1) from the proceeds from the sale of the property only 70 % (80 % if the secured execution of the loan agreement) to be applied towards repayment of requirements of creditors on liabilities secured by pledge; the rest is used to meet the claims of creditors of the first and second queues and for the implementation of payments current account;

2) initially used only in the principal amount of the outstanding principal obligation and interest for the use of funds;

3) funds for the repayment of the claims of the subsequent pledgee are sent from the remaining part of the funds designated in paragraph 1, only after full satisfaction of the original pledgee (article 138 of the Federal law from 26.10.2002 № 127 – FZ "On insolvency (bankruptcy)"; paragraph 15 and paragraph 22.1 of resolution of the Plenum of the Russian Federation from 23.07.2009, № 58 "On certain issues related to satisfaction of the pledgee in case of bankruptcy of the mortgagor").

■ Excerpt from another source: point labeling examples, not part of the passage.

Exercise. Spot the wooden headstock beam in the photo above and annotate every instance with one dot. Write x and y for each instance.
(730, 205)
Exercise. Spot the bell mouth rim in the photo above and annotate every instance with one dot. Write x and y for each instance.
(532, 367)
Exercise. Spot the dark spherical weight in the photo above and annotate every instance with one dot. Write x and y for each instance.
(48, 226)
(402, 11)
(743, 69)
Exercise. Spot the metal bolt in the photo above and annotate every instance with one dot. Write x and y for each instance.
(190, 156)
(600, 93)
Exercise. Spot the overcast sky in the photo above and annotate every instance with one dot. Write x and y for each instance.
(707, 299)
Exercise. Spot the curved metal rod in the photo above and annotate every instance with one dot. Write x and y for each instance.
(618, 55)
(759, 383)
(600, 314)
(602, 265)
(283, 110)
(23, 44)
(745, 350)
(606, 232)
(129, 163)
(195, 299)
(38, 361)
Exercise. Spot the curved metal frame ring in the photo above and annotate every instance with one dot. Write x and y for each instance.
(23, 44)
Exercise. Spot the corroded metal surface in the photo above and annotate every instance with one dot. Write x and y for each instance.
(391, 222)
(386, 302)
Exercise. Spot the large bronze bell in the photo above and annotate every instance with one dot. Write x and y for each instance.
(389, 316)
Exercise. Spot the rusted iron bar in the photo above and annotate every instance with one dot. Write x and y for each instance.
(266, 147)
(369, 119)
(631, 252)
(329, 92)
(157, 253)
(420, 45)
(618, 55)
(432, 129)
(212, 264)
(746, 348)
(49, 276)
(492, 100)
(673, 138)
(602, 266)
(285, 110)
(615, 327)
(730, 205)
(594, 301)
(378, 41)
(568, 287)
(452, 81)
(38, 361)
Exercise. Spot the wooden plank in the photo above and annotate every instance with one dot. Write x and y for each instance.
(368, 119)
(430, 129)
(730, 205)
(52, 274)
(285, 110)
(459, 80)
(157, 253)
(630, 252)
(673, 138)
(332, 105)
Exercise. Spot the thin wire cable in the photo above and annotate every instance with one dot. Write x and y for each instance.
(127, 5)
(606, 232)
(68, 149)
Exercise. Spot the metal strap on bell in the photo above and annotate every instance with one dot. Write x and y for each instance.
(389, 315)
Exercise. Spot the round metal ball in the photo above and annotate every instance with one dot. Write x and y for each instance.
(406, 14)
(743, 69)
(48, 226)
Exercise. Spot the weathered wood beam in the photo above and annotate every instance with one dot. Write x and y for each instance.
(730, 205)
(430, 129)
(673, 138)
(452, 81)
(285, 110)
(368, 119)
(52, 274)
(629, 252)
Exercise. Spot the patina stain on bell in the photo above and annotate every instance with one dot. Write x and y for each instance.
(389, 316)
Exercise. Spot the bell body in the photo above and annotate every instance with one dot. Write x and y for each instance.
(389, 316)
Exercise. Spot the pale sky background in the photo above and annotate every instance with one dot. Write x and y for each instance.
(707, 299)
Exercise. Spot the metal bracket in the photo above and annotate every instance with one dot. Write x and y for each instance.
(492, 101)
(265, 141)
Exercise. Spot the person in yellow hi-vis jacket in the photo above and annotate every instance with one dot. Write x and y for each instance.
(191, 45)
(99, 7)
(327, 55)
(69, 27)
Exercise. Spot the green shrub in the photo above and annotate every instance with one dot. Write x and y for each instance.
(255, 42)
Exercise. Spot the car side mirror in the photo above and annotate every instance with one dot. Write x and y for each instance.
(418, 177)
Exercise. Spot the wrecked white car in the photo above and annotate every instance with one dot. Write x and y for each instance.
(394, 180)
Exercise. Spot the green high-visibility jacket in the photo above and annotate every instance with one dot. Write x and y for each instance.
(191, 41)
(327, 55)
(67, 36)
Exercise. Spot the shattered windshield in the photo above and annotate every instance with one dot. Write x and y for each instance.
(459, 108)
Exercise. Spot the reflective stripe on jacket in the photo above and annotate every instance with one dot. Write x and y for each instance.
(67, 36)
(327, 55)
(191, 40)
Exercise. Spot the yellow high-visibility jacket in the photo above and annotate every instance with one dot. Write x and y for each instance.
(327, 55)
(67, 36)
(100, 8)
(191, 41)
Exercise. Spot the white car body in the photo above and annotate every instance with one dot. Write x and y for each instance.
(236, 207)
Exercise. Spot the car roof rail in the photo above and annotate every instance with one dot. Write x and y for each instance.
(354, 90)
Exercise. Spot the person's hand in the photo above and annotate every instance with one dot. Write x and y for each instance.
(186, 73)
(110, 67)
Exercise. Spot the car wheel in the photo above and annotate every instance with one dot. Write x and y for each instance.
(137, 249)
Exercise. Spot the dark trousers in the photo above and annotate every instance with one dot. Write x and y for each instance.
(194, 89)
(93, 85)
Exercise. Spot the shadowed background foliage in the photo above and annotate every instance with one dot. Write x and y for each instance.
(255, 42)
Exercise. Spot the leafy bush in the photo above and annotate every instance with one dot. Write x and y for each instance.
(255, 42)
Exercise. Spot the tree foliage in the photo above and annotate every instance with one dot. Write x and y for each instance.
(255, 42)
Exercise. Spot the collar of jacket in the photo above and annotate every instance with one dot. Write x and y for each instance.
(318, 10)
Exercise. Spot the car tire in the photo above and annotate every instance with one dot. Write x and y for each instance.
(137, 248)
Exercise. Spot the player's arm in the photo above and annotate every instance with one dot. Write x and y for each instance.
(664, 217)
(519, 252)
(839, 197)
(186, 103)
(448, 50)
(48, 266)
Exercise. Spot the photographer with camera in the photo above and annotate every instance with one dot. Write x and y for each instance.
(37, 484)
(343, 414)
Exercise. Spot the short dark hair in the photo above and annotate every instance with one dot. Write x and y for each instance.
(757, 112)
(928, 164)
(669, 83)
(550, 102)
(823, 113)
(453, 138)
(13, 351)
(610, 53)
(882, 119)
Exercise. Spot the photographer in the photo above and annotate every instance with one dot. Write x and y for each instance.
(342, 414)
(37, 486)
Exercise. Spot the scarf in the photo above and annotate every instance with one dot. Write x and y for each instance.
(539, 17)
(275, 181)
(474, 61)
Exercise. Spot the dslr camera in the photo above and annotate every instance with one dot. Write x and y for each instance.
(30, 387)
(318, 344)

Taking into account the above, we recommend you "not to deceive ourselves" at the conclusion of subsequent loan contracts, but rather to try to assess possible risks of such a step: to take into account the conditions of the previous liens against the property, to correlate the size of the obligation secured by the prior pledge, the market value and condition of collateral, analyze the information on financial and economic activities of the future mortgagor, etc. In the evaluation of collateral is necessary to remember that the collateral may not be transferred to property that is not permitted foreclosure, claims, inextricably linked with the identity of the creditor, in particular requirements about the alimony, about compensation of the harm caused to life or health, and other rights which concession to other person is prohibited by law. The apartment which is the only shelter of the pledger, where the registered minor children, under this prohibition does not fall. It can be decorated collateral and may be foreclosed by the direct instructions of the law (clause 1, article 78 of the Federal law as of 16.07.1998 № 102 – FZ "On mortgage (pledge of real estate)". However, cases of repossession of the apartment is limited. Such an action is possible under the condition that the apartment was pledged under the mortgage contract or mortgage by virtue of the law to ensure repayment of the loan or the target loan provided by a Bank or other credit organization or other legal entity for the acquisition or construction of such apartment or other residential building or apartment, their overhaul or other inseparable improvements, as well as the repayment of previously granted credit or a loan for acquisition or construction of a house or apartment. Foreclosure on an apartment is grounds for termination of the right to use it as the mortgagor and any other persons residing in it, including minors. Upon failure of those persons to leave and/or leave voluntarily, the mortgagee must apply to the court for recognition of their terminated right of use of apartment, eviction and removal from the register (Definition of the Supreme Court of 10.11.2015 No. 4-КГ15-41; Appeal ruling the Saint – Petersburg city court 14.04.2015 No. 33-5484/2015).

In establishing priority order for satisfaction of claims of pledgees to thoroughly study the conditions and grounds of prior liens, as often unscrupulous pledgers use the named legal mechanism for the deprivation of the subsequent mortgagees of the ability to repay requirements at the expense of such property. The presence of "defects" of the transaction on pledge of property as well as its performance in some cases, there may be grounds to challenge the previous authority of the pledgee, which in turn may affect the sequence of repayment of requirements of the mortgagees.